Asim Zaidi
May 18 · 6 min read

Compiler Theory

Despite the common misconception that JavaScript is a “dynamic” or “interpreted” language, it is in fact a compiled language. One of the reasons for this misconception could be because JavaScript is not compiled well in advance, as you would see with many traditionally-compiled languages. But at the end of the day, the JavaScript engine performs many of the same steps as these other languages, perhaps even in more sophisticated ways. (Side note: The engine is responsible for start-to-finish compilation and execution of our JavaScript program.)

In traditional compile-language processes, a chunk of source code, your program, will undergo typically three steps *before* it is executed, roughly called “compilation.”

~ Eric Elliot

These two phases, lexical analysis and syntax analysis, put together are known as the analysis phase, or the front-end of the compiler. This is an intermediate code representation that the compiler uses to represent a source text.

The steps involved (in this order) are as follows:

Step 1: Lexical Analysis Phase

The is a joint effort between the scanner and the tokenizer.

Part A: Scanning The Text

The very first thing the complier does is is scan the text. This job is performed by the scanner. The text breaks up into its smallest possible parts, known as lexemes.

Part B: Tokenizing/Lexing

The second thing is creating a stream of tokens to be parsed for code generation. So basically, this breaks up a string of characters into meaningful (to the language) chunks, called tokens. This line of code, var a= 2; going through the the tokenization phase would break down and looks likevar, a , =, 2, ;.

Step 2: Syntax Analysis Phase

So I’m going to explain 2 things here, but they may differ depending on the language. Once the lexical analysis is complete, we begin the syntax analysis phase. Depending on the language at hand, some languages may develop a Parse Tree, Concrete Syntax Tree (CST) and then use that to derive their Abstract Syntax Tree (AST). However, some languages like JavaScript will go straight to developing an AST without any CST. Let’s walk through the CST first and then the AST to help you understand.

Here you can think of a CST in plain English terms.

In the case of the English language, the smallest “part” of every sentence is a word; words can be combined into phrases, like noun phrases or verb phrases, which can, in turn, be joined with other phrases to create a sentence expression.

~ Vaidehi

So parsing an English sentence into a CST seems easy enough. Let’s look at how it would apply to something like math.

Cool, right? Based on the rules of math, we create a CST accordingly! But wait, depending on how we traverse that tree, it could potentially be interpreted the wrong way. Let’s look at a few different ways one might traverse it.

The key thing to note here is that there is ambiguity, and ambiguity is problematic for a compiler. So in return, the compiler lookers for clarity, directions to follow. In this example, one direction we might give our compiler is to simply traverse left to right.
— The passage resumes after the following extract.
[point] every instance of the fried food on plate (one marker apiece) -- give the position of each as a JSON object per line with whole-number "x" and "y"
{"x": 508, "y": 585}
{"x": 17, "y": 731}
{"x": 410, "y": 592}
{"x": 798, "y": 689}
Later, we might add some parenthesis, exponents, multiplication, division, addition, and subtraction (PEMDAS) directions, and so forth rules.
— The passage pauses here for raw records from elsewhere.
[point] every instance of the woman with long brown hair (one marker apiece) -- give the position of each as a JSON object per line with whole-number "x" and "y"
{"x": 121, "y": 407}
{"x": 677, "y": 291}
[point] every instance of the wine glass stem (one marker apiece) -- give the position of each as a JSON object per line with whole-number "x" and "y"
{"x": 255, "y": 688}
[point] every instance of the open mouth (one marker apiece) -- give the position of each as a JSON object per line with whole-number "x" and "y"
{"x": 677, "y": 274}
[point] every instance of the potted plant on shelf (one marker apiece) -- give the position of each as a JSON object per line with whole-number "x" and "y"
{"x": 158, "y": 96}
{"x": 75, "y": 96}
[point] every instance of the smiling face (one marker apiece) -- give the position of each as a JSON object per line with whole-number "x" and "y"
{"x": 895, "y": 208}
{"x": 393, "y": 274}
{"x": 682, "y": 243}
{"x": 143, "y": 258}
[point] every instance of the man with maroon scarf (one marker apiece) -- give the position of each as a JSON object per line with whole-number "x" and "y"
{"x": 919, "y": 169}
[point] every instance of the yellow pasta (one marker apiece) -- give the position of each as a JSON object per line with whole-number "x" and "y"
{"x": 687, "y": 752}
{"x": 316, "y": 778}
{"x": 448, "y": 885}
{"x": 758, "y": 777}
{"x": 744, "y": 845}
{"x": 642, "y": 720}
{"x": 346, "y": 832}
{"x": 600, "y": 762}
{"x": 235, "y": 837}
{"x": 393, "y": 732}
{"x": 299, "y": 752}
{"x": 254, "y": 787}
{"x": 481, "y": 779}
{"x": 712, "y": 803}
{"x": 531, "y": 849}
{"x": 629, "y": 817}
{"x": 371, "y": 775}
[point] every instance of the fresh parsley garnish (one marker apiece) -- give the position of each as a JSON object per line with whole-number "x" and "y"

CST rules will rely on the language at hand, but they will always break tokens down into a tree of its smallest form of meaningful nodes.

So what the heck is an AST and why does JavaScript jump straight to creating this instead?
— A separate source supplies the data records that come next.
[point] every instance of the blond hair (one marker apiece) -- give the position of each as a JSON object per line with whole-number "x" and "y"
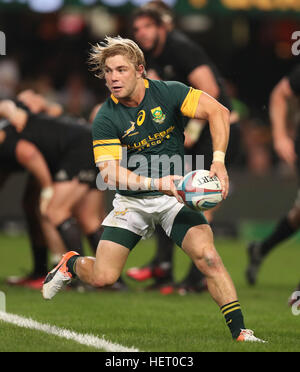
{"x": 111, "y": 47}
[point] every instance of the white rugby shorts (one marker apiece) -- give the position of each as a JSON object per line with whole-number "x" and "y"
{"x": 140, "y": 215}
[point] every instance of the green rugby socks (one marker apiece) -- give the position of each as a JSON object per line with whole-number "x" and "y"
{"x": 233, "y": 317}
Before we dive into it, you need to know this: The parser will always generate an AST as its output, whether or not it creates a parse tree in between.

Got it? Cool, so here’s a quick example of a node in an AST:

Our simple expression of 5 + (1 x 12) from before could be constructed into a visualized illustration of an AST, like this:

Notice how we lost the parentheses there? We can see that the AST doesn’t care to insert all the tokens into nodes, but rather it reads through each token and determines its importance. This is dependent on the rules of the language we discussed. So the end result of an AST’s may seem much easier to read. But don’t get it twisted. Even though an abstract syntax tree may be more compact and care about a lot less than than a CST would in terms of its outputted nodes, it is still far more complex to derive. The AST has to determine the importance of a token, and this gets complicated for the compiler 😬.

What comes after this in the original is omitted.